8. The tongue image quality evaluation method based on deep learning and feature fusion according to claim 1, wherein the step of performing series fusion on the shallow features and the deep semantic features based on the tongue image classification module and performing image classification according to the fused feature vectors to obtain a tongue image quality evaluation result specifically comprises the following steps:

the dataset includes a plurality of categories;

combining all types of data sets pairwise to form a plurality of classification tasks;

aiming at each classification task, carrying out series fusion on the shallow layer features and the deep semantic features based on the tongue image classification module;

training a corresponding bi-classification Support Vector Machine (SVM) model according to the fused feature vectors;

training a plurality of two-classification support vector machine models based on the tongue image data set, wherein the number of the obtained SVM models is equal to the number of the two-to-two combination of the data set types;

respectively inputting tongue image data to be detected into all trained SVM models to obtain a plurality of classification results;

and adopting a relative majority voting strategy to make a decision on the classification result, and completing the multi-classification evaluation task.

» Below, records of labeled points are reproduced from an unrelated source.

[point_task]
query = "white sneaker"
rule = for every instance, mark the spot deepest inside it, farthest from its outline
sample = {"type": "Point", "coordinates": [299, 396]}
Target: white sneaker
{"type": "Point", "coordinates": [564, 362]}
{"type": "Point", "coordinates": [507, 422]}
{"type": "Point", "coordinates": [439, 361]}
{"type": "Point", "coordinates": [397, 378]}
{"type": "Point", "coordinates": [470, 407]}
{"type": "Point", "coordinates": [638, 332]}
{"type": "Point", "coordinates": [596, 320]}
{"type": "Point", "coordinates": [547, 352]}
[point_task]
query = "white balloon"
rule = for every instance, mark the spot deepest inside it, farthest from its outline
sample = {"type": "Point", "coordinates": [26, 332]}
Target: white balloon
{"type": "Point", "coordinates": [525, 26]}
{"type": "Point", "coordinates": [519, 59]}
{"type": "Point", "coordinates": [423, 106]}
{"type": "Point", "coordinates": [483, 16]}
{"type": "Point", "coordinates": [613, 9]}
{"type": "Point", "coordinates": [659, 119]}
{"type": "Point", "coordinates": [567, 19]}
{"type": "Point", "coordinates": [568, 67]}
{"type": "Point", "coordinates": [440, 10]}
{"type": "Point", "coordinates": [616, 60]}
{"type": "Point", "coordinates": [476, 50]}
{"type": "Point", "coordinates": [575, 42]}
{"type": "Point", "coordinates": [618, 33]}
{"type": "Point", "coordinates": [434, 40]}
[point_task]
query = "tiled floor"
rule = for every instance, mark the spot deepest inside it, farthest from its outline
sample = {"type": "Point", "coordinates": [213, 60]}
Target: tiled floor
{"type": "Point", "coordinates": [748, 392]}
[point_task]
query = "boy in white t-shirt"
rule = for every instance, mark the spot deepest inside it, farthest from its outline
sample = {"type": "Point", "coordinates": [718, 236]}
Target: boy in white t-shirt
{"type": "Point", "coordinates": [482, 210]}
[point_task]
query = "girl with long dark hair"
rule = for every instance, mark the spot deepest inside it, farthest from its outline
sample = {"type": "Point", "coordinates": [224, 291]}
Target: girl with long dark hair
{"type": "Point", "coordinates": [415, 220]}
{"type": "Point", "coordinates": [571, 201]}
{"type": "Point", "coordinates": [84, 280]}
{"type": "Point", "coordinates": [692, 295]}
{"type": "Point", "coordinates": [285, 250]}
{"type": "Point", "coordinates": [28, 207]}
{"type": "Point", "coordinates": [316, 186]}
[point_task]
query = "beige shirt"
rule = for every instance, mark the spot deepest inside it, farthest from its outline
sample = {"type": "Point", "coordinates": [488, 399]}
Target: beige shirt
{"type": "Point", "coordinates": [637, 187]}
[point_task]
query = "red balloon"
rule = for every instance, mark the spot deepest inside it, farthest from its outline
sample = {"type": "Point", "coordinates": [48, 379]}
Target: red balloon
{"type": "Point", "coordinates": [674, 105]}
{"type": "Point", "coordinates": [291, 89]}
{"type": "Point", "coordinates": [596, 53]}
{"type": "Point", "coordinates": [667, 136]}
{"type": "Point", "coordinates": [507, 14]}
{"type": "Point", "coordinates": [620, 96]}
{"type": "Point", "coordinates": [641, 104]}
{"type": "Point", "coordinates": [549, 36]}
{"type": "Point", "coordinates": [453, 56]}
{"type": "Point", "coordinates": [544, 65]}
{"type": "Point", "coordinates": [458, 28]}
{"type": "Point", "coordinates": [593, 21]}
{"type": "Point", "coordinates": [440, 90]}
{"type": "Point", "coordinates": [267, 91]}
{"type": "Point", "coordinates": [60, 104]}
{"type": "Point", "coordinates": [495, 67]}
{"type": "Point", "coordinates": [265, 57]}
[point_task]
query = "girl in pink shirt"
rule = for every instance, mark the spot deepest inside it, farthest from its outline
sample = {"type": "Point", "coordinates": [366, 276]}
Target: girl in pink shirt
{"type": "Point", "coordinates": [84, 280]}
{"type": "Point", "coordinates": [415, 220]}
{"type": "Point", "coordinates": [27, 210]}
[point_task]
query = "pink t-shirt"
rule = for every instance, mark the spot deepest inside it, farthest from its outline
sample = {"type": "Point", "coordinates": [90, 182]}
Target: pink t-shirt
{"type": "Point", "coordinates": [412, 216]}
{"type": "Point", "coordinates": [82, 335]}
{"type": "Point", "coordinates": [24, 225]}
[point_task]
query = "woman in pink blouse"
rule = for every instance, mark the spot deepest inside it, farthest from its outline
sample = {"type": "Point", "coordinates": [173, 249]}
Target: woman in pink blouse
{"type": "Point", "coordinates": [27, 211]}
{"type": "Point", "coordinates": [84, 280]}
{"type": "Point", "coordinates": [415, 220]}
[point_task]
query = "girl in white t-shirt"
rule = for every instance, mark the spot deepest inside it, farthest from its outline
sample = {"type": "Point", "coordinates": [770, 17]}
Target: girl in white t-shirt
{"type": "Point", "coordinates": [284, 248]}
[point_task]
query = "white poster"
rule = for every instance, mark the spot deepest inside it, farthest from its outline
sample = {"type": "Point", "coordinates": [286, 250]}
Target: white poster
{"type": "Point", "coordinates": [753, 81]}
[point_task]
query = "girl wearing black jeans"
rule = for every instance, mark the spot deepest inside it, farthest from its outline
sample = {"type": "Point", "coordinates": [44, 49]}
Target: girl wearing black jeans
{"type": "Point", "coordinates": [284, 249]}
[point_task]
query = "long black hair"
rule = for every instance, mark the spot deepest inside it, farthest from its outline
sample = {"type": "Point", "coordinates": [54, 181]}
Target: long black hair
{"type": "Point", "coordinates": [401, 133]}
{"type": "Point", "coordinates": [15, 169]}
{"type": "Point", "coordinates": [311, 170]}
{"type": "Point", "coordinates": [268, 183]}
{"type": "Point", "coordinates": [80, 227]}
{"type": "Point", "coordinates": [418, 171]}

9. The tongue image quality assessment method based on deep learning and feature fusion according to claim 1, further comprising the steps of, before the multi-dimensional shallow features and the multi-dimensional deep semantic features are fused in series:

and carrying out linear normalization processing on the multidimensional shallow layer features and the multidimensional deep semantic features to obtain data scaled to [ -1,1 ].

10. A tongue image quality evaluation system based on deep learning and feature fusion, characterized in that the tongue image quality evaluation method based on deep learning and feature fusion according to any one of claims 1 to 9 is applied, comprising:

the data processing unit is used for carrying out segmentation processing on the tongue image to obtain a target tongue image;

the controller building unit is used for building a tongue image quality evaluation model based on depth feature fusion;

the computing unit is used for inputting the target tongue image into the tongue image quality evaluation model for evaluation, and obtaining a tongue image quality evaluation result.